Two routes serve as the main North-South links. The A483 begins near Swansea and takes a north-easterly route to Ammanford, Llandeilo, Llandovery, Llanwrtyd Wells, Builth Wells, Llandrindod Wells, Newtown, Welshpool, Oswestry and Wrexham, finally ending at Chester.
The A470 begins in Cardiff Bay and passes through Cardiff following a north-north western route on to Pontypridd, Abercynon, Merthyr Tydfil, Brecon, Builth Wells, Rhayader, Llangurig, Llanidloes, Llandinam, Commins Coch, Mallwyd, Trawsfynydd, Blaenau Ffestiniog, Dolwyddelan, Betws-y-Coed and terminates at Llandudno. It is a dual carriageway between Cardiff and Merthyr (where it meets the Heads of the Valleys Road, the A465), and the section of this route into Cardiff is heavily used.
In South Wales, National Express provides direct services from major towns and cities to Bristol, Gatwick Airport, Heathrow Airport and London Victoria. Services also operate from Cardiff and Newport to Birmingham, Nottingham, Bradford, Sheffield and Hull. Megabus operates services from Cardiff to Bristol, London, Birmingham, Manchester, Leeds and Newcastle.
A number of places in Wales suffer from Air Pollution.
Wales has two airports offering scheduled services, Cardiff and Anglesey, with the latter offering only domestic services to Cardiff.
In South Wales the air travel market is estimated to be in the region of 3.5 million passengers, half of which are served by Cardiff Airport while the remainder travels mainly to Heathrow, Bristol and Gatwick. Over three-quarters of passengers passing through Cardiff Airport are from international flights, and the remainder are domestic passengers mainly travelling between Cardiff and Belfast, Edinburgh, Newcastle, Glasgow or Jersey.
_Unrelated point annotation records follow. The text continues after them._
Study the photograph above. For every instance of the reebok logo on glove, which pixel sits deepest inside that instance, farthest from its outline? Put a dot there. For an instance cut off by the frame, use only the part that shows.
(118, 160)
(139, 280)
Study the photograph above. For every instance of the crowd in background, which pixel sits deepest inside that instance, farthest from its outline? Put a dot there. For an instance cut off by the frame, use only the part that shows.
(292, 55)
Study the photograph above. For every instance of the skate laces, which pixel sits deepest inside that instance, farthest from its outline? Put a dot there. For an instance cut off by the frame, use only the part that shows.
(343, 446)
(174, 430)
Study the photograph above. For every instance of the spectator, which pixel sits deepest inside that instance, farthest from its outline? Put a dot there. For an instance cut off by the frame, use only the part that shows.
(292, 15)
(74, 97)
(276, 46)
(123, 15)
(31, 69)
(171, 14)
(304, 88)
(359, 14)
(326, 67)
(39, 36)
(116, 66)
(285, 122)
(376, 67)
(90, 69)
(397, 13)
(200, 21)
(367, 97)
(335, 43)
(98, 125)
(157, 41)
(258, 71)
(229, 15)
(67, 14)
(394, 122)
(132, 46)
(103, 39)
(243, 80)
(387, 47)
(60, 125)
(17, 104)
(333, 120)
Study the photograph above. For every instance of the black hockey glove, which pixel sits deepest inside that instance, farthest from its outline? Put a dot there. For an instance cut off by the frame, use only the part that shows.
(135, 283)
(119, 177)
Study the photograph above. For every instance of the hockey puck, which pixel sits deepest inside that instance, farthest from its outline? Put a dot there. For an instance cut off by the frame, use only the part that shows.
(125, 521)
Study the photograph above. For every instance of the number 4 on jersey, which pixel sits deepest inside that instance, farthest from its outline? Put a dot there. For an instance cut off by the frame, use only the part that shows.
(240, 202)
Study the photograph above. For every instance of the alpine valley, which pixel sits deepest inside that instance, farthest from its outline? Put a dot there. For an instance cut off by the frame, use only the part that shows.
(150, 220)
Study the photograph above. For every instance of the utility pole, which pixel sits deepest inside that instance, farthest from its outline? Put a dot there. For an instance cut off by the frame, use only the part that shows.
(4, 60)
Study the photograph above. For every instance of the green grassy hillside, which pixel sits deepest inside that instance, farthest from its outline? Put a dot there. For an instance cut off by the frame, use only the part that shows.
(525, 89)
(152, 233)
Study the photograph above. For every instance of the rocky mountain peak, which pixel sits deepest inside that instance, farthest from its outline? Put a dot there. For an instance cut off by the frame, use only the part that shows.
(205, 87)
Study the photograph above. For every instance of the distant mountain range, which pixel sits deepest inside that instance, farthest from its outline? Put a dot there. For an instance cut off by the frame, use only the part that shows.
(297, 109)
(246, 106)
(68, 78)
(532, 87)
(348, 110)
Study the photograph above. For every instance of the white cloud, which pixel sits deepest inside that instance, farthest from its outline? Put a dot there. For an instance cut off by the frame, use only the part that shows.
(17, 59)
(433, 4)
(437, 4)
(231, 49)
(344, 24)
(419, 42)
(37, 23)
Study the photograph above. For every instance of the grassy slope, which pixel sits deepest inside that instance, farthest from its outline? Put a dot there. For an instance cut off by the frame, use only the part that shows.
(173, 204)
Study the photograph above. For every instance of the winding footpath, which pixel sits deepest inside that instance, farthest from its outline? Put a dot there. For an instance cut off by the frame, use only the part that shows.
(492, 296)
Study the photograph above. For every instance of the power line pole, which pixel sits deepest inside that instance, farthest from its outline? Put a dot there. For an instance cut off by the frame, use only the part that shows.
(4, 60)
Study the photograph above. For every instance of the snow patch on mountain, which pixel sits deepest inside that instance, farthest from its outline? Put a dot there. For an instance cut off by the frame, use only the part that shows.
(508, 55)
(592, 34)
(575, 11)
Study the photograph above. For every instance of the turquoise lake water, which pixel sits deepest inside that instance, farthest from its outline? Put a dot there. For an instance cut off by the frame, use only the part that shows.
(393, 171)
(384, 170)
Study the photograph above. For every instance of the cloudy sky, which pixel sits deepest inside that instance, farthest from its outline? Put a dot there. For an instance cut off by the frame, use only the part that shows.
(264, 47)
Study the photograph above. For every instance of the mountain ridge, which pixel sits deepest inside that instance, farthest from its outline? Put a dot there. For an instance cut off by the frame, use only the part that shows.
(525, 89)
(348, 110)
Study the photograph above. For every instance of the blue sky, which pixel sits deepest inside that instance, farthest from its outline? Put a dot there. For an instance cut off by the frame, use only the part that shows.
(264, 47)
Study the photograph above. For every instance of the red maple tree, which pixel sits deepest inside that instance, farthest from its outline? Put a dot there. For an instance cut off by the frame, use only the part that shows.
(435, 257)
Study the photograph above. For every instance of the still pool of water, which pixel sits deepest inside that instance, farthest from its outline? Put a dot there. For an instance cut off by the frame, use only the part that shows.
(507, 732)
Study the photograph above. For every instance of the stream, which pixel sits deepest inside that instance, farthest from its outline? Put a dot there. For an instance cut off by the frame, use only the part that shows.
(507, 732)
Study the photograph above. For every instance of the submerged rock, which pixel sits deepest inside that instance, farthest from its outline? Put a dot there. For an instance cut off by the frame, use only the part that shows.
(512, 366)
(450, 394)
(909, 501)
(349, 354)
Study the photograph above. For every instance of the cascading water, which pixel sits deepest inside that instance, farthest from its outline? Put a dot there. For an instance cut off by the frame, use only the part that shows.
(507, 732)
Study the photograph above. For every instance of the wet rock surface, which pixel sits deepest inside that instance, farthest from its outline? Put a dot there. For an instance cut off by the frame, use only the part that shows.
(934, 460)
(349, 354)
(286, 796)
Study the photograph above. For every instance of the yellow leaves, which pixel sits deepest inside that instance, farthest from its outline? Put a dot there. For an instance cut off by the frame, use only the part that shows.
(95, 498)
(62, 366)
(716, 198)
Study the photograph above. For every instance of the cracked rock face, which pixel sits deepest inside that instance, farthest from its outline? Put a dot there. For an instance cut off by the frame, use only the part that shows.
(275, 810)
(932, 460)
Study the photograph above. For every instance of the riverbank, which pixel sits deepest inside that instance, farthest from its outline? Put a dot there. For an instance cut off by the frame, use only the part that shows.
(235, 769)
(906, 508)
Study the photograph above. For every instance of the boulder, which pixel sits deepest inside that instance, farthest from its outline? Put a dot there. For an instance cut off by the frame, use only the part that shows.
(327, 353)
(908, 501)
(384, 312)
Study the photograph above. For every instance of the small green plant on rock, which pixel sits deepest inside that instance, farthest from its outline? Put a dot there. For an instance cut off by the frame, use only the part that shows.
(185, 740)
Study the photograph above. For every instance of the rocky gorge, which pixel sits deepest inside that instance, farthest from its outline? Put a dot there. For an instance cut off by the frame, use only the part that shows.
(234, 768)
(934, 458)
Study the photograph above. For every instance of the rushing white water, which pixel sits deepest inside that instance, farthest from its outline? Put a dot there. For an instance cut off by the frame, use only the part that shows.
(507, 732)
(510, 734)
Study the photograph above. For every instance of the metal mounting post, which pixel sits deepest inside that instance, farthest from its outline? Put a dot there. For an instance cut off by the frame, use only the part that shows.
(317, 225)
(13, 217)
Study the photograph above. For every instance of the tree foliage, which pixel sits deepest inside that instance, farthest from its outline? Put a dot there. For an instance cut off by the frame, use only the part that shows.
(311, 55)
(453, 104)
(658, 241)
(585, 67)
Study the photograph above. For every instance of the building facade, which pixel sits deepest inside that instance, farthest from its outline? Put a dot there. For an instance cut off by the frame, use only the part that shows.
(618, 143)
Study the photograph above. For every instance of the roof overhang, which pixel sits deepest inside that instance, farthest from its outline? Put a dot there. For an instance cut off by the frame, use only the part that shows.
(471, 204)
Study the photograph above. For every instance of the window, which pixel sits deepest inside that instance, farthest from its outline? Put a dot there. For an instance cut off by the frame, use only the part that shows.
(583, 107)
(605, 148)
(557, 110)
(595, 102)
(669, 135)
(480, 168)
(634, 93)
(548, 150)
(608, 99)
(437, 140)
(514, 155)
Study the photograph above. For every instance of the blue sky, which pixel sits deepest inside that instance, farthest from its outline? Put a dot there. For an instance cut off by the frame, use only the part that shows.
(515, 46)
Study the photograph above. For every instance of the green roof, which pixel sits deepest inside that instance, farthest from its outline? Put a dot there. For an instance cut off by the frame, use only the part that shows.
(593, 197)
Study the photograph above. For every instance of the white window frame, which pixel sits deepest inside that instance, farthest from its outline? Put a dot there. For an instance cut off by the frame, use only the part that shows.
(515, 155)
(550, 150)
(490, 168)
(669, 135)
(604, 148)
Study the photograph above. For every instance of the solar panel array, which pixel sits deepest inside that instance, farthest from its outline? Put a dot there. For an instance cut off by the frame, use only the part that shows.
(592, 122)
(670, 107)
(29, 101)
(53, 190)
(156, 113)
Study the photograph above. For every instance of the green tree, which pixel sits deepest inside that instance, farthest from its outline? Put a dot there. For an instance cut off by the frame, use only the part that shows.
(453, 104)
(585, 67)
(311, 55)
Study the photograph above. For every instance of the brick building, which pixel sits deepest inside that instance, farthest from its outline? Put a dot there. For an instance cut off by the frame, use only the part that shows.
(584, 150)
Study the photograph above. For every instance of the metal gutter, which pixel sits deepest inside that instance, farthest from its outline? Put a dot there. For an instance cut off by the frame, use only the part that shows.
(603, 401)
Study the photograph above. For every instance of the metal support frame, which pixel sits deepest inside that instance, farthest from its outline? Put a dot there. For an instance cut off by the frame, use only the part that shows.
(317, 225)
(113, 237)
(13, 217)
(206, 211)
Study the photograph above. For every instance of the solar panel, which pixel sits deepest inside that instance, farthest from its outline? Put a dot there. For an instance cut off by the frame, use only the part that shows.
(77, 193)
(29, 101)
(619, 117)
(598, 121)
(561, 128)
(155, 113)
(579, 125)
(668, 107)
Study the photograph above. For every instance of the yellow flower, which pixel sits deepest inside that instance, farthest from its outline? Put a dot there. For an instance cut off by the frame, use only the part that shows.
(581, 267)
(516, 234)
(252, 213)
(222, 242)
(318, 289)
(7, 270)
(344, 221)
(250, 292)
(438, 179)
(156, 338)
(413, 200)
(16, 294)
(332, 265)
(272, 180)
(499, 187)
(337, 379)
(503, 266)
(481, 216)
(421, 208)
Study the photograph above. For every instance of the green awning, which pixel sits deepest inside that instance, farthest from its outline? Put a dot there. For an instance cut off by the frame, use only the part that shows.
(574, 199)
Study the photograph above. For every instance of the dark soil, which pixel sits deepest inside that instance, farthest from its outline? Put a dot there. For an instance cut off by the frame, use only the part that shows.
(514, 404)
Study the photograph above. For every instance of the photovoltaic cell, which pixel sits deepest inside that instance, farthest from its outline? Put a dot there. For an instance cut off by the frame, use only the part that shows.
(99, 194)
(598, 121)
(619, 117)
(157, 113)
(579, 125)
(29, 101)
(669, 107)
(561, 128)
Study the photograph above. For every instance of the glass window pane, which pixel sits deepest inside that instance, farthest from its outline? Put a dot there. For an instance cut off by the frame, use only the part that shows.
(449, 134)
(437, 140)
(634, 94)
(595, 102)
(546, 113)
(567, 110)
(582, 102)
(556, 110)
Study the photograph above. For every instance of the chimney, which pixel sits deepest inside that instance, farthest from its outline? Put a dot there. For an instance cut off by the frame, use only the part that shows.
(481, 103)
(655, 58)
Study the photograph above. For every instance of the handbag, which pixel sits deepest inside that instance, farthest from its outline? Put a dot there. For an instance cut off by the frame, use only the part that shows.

The North Wales air passenger market is small and Manchester, Liverpool and Birmingham airports provide the main access.
An air service with a flight time of around one hour between Cardiff Airport and Anglesey Airport started in May 2007, with two return flights a day, and attracted 40,000 passengers over the first 2½ years. It was originally run by Highland Airways but, after that company's closure, was taken over on a temporary basis by Isle of Man-based company Manx2 (now Citywing) in 2010.. The service is now operated by Eastern Airways.
Cardiff Airport is the sole airport in Wales for air freight, and is ranked 19th in the UK in terms of freight movement. However, Airbus flies out some of the aircraft wings produced in its Broughton plant.
Milford Haven is the fourth largest port in the UK in terms of tonnage and the busiest for oil products. Newport is the busiest UK port for iron and steel and Port Talbot is the third busiest for ores. In 2005, the freight tonnage share of Welsh ports was:
Welsh ports also provide passenger and freight ferry services. In 2005, 3.2 million sea passengers travelled to and from Ireland. Holyhead, the third largest passenger ferry port in the UK, handled over 2.3 million passengers; Fishguard and Milford Haven (Pembroke Dock) handled over 800,000 passengers a year.
From South Wales using West Wales Lines to Fishguard Harbour and on Stena Line to Rosslare Europort service which links with the Iarnród Éireann trains to Dublin Connolly on the Dublin–Rosslare railway line. Whilst from North Wales the North Wales Coast Main Line connects Holyhead with a choice of ferries, either Stena Line or Irish Ferries to Dublin Port, for connecting buses to Dublin Connolly railway station.